Take Alabama pastor Jody Trautwein, who earnestly tries in the film to convert Bruno to leave his homosexual lifestyle in favor of Christianity. As the pastor talks of following Jesus, Cohen has his idiot character talk dirty, asking if the pastor had ever put woodwind instruments “up your Auschwitz”? (Cohen, who is Jewish, uses the name of the concentration camp as a synonym for anus in the film.)
Now, here’s how Trautwein explains how he was approached about the scene. On January 30, 2009, he received a phone call from a Todd Lewis of Amesbury Chase productions in Los Angeles (a fake firm, complete with phony website). He told him that German One Television (also fake) had hired them to produce a documentary. He said that with the recent rise in Europe of liberalism and increasing immorality in America, German One really wanted to show strong, pure American traditional moral values.
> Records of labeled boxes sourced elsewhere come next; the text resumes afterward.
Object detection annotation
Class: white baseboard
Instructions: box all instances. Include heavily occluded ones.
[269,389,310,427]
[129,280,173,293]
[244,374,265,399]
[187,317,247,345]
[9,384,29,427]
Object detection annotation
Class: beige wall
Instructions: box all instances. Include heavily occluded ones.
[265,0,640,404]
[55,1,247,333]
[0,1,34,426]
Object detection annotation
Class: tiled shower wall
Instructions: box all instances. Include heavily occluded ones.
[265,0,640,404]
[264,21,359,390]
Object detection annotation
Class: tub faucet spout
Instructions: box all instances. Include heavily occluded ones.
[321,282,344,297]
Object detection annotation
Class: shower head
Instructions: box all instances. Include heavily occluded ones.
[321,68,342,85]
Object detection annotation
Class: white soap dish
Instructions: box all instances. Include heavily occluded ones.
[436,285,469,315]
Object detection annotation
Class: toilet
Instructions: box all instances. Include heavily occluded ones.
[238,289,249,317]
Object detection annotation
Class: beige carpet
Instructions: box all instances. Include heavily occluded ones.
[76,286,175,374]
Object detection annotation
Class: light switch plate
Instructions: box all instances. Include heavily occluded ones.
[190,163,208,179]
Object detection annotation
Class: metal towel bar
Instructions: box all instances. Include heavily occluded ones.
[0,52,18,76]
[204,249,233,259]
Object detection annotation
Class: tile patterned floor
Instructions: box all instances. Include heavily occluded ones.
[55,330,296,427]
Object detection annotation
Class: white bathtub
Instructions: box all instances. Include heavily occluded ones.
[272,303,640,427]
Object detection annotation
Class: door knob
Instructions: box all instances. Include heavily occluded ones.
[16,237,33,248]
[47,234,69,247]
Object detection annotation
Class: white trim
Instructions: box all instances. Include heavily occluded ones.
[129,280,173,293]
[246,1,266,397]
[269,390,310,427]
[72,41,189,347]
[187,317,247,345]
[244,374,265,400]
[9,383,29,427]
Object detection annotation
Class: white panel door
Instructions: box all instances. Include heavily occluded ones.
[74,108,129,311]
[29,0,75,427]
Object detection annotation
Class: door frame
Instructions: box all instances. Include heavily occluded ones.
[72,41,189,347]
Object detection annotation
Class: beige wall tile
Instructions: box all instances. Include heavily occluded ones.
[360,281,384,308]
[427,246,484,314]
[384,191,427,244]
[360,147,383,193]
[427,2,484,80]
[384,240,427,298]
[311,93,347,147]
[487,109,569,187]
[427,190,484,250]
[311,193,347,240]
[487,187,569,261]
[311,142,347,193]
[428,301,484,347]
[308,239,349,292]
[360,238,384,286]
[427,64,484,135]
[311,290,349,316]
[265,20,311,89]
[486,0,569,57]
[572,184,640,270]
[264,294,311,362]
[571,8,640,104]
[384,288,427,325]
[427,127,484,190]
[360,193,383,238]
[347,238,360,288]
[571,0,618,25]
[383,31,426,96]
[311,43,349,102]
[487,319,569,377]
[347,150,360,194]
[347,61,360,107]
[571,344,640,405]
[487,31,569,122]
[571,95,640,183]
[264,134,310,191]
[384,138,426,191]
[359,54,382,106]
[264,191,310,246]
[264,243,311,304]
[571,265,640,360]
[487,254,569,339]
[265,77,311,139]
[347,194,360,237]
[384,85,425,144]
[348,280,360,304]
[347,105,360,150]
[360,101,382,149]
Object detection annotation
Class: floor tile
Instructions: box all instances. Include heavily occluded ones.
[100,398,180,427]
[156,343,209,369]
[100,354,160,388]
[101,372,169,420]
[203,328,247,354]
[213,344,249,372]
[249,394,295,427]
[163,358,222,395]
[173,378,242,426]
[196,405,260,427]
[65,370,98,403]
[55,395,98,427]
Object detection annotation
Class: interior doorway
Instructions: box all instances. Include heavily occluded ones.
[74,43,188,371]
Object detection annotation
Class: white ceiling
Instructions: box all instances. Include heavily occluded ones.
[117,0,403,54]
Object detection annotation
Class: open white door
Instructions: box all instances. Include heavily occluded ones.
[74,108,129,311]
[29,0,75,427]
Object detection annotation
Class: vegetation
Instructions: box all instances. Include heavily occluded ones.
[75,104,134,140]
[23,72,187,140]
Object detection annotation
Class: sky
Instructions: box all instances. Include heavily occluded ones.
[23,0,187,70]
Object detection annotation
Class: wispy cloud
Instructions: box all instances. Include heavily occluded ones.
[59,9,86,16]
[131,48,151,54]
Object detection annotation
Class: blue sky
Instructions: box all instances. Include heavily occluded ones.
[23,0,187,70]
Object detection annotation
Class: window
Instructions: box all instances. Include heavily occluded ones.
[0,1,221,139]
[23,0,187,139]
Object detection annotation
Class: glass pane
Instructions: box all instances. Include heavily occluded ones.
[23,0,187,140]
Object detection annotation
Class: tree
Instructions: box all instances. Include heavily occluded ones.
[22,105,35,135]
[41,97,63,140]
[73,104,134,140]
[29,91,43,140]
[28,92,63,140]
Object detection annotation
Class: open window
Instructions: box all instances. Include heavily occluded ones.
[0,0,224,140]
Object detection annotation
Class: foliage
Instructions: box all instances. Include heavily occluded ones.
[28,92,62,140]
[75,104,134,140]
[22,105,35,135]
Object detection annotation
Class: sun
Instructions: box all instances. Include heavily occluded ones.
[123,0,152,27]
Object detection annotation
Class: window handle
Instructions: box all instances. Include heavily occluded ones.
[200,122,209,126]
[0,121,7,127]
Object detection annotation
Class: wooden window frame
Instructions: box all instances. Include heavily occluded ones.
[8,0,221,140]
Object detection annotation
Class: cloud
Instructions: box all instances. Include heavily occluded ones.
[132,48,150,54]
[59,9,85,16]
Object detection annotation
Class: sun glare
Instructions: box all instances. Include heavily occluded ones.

“One of the ways they wanted to do this was they had a young man who was desiring to come out of homosexuality and wanted to give his heart to Christ,” Trautwein explained. “He asked me if I would be interested in having them produce this documentary [meant to] alert parents and leaders of young people, and expose the deception and perversion that some in the entertainment industry want to perpetrate against our children, our families and our homes.”
Trautwein sat with Cohen’s character for two entire hours, absorbing Cohen’s abuse. The pastor said director Larry Charles (who only used his first name) praised him when the abuse was over. “He said he didn’t think he could have been that patient with Bruno.”
So a good pastor is set up and ridiculed because, well, because he’s a good man, and nothing else. That’s humor?